Although it was already dark on the evening of July 6, 1944, Lieutenant Jim Flowers, a platoon leader in Company C of the 712th Tank Battalion, volunteered to take two of his tanks and carry some badly needed supplies to a battalion of the 90th Infantry Division. Flowers tried twice to reach the battalion, but, hampered by a combination of darkness, a sometimes driving rain, and an inability to see the enemy that was firing at his tanks, he was unable to break through the German lines. At dawn, with the advantage of being able to see, the two tanks reached the beleaguered battalion.
While they were there, Flowers would recall many years later, an officer asked him if he could take his tanks and check on a foxhole into which he thought he had seen an enemy soldier fall. When the tanks returned from this brief mission, they learned that an infantry sergeant who had accompanied them was missing, so they went back out to look for him. They found the sergeant, uninjured but huddled in a foxhole. He scrambled out of the foxhole and into Judd Wileys tank.
As the tanks headed back to the command post, two enemy soldiers "raised up out of some weeds," Flowers says, "and fired a panzerfaust" an anti-tank projectile that was launched from a shoulder-held tube. It struck a thick steel pin that connected two track blocks on Flowers' tank, and burned clear through to the next steel pin, but didnt penetrate the tank.
Flowers and Wiley immediately backed their tanks over a hedgerow, while scouring the woods. When the rear of Wileys tank struck the ground, at about a 70-degree angle, half of the turret hatch cover, which was open, broke loose from the pin holding it -- a common occurrence that resulted in injury to many tank commanders -- and slammed down on Wileys left hand.
The injury was painful, and his fingers were bleeding, but Wiley says that he acted as if nothing had happened. Flowers bandaged his hand, and Wiley remained with his crew.
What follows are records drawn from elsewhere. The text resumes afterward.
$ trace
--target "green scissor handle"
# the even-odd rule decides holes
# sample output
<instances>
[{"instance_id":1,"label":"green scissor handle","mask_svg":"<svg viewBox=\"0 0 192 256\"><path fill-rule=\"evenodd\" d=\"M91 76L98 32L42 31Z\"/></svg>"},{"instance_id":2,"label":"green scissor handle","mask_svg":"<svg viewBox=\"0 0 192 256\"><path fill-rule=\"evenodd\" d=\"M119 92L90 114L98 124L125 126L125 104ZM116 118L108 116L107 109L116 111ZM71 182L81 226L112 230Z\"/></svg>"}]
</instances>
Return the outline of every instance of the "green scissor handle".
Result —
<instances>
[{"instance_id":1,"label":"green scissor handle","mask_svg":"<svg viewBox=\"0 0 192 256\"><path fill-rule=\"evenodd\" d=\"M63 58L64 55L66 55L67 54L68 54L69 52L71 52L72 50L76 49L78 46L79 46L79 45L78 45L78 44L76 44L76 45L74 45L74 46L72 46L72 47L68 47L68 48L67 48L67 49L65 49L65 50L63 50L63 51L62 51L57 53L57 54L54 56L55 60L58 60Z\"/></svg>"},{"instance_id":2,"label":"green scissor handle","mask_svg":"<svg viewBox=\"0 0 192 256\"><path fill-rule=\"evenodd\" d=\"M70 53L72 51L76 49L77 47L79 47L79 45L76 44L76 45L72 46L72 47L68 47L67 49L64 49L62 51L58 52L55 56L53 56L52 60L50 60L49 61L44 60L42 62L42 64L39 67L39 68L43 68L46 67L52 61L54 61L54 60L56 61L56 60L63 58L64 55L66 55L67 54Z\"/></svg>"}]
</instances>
On the morning of July 9th, Wiley and Flowers went scouting. Flowers liked to survey at least some of the ground his tanks would be covering on their next mission. On this particular "personal reconnaissance," the two soldiers came upon a railroad depot with a single track. Some GIs from the 90th Division were dug in on one side of a field beside the tracks.
The difference between potato and potahto, and even between night and day, does not do justice to the difference between Flowers and Wileys recollection of what happened next.
They both agree that there was a German vehicle in the field. It had a motorcycle assembly in the front, and tracks in the rear, above which was a compartment that could be used for hauling such things as railroad ties or artillery shells.
According to Wiley, there was a German soldier on the back of the vehicle, and he was dead. According to Flowers, there were two Germans -- one on the motorcycle seat and the other on the back -- and he and Wiley "ended the war" for both of them.
Flowers says he had visions of liberating the vehicle, taking it apart, and shipping it, in pieces, back to Dallas, where he would put it back together. Wiley says Flowers must have been crazy to think such a thing, but reluctantly admits he got caught up in the spirit of the moment, made all the more exciting by an infantrymans warning that if they spent more than a minute in no mans land they would be subject to a mortar barrage.
According to Wiley, he and Flowers made three trips to the vehicle. On the first trip, Wiley checked the ignition to see if it would start, and Flowers dumped the body off the back. Then they ran back to the ditch as mortar shells began dropping into the field. When things quieted down, they ran out to the vehicle, started the motor, left it to warm up, and returned to the ditch, again under incoming fire. On their third trip, Wiley hopped on the motorcycle seat and raced the engine, Flowers jumped on the rear compartment, and they headed for the road as the mortars started dropping in.
According to Flowers, they made only one trip, there were two bodies to remove, Flowers drove, Wiley sat on the back, and the people shooting at them were not Germans but Americans.
Wiley says the road was "horribly crowned," meaning the surface was uneven and sloped to allow the runoff of the areas frequent rain, and it was impossible to control the vehicle. He says he looked behind him and saw that Flowers had jumped off. As Wiley jumped off, his left foot got caught. He dangled in midair and his leg twisted as the motorcycle tipped over. His foot came free, and he fell to the ground.
Wiley says he and Flowers left the vehicle in the ditch and headed back to the tanks. Flowers says they picked the vehicle up, walked it to an infantry command post, tagged it with a sign saying "Property of first platoon, Company C, 712th Tank Battalion," and said they would send somebody back to pick it up.
Wiley says Flowers walked ahead as they returned to the tanks. Wileys left leg was stiff, and he tried not to let the lieutenant see him limp.
He says he tried twice to climb into his tank, but was unable to scale the side with his stiff leg. He gave no thought to what might happen if he managed to get into the tank, and then had to get out in a hurry. The crew was cleaning the 75-millimeter gun, and nobody noticed him trying to get a foothold.
Finally, he shouted for Tannler to toss him his musette bag, and said he was going to an aid station.